Water Resources in Changing Landscapes: A View from an Overdeveloped Aquifer
Departement of Earth Sciences
University of Kansas
Landscape change is a defining feature of the Anthropocene, affecting water resource quantity and quality in a myriad of ways. Changes in land use, agricultural practices, resource extraction methods, and climate are occurring with increasing rapidity, often with unexpected and unfortunate consequences. This is especially acute in locations where water availability is at a breaking point. For instance, portions of the Ogallala-High Plains aquifer (HPA) in the United States are expected to run out of water within the next five years. Despite the importance of this aquifer system, long history of study, and decades of warnings about over-development, basic hydrologic information across the vast region is still unknown, hindering efforts to identify and predict effects of landscape-scale changes.

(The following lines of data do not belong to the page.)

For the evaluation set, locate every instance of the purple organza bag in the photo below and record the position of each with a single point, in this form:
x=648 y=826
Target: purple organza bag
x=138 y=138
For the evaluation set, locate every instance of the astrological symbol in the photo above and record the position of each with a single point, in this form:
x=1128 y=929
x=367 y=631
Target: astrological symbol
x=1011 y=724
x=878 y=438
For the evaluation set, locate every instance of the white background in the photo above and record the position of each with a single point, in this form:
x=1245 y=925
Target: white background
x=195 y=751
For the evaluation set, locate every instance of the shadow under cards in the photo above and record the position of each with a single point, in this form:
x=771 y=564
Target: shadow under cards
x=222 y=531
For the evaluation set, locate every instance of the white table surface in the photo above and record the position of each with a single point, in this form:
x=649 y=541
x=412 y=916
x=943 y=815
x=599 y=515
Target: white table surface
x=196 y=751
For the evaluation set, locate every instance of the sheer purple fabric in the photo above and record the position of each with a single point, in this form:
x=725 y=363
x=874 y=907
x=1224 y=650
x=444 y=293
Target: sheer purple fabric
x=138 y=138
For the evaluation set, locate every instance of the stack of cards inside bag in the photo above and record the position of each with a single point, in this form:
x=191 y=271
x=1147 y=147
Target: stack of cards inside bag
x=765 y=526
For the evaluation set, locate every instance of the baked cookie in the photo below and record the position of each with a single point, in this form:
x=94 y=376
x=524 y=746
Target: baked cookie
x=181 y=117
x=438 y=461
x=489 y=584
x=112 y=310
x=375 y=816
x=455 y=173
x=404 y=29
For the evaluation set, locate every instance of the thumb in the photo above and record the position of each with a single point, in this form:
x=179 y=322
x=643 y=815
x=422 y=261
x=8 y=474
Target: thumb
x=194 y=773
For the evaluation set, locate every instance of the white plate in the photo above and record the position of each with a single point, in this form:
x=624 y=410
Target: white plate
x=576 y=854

This goal of this research is to improve understanding of how landscape changes are affecting our water resources, with a focus on the HPA. First, I will discuss identifying recharge pathways and amounts to the HPA and how both farming practices and increasing climate variability have affected the hydrology of the system. The immense size of the aquifer footprint provides inherent scaling issues; mining “big-data” provides one pathway to improve resource estimates. Oil and gas development, including shale gas, under the region provides additional pressures to HPA water quantity and quality. Improving the usability of isotopic tools to fingerprint produced fluids from these deep basins can enhance identification of contaminant sources. Finally, emerging landscape changes that may threaten this water resource are considered, particularly the cannabis agricultural frontier.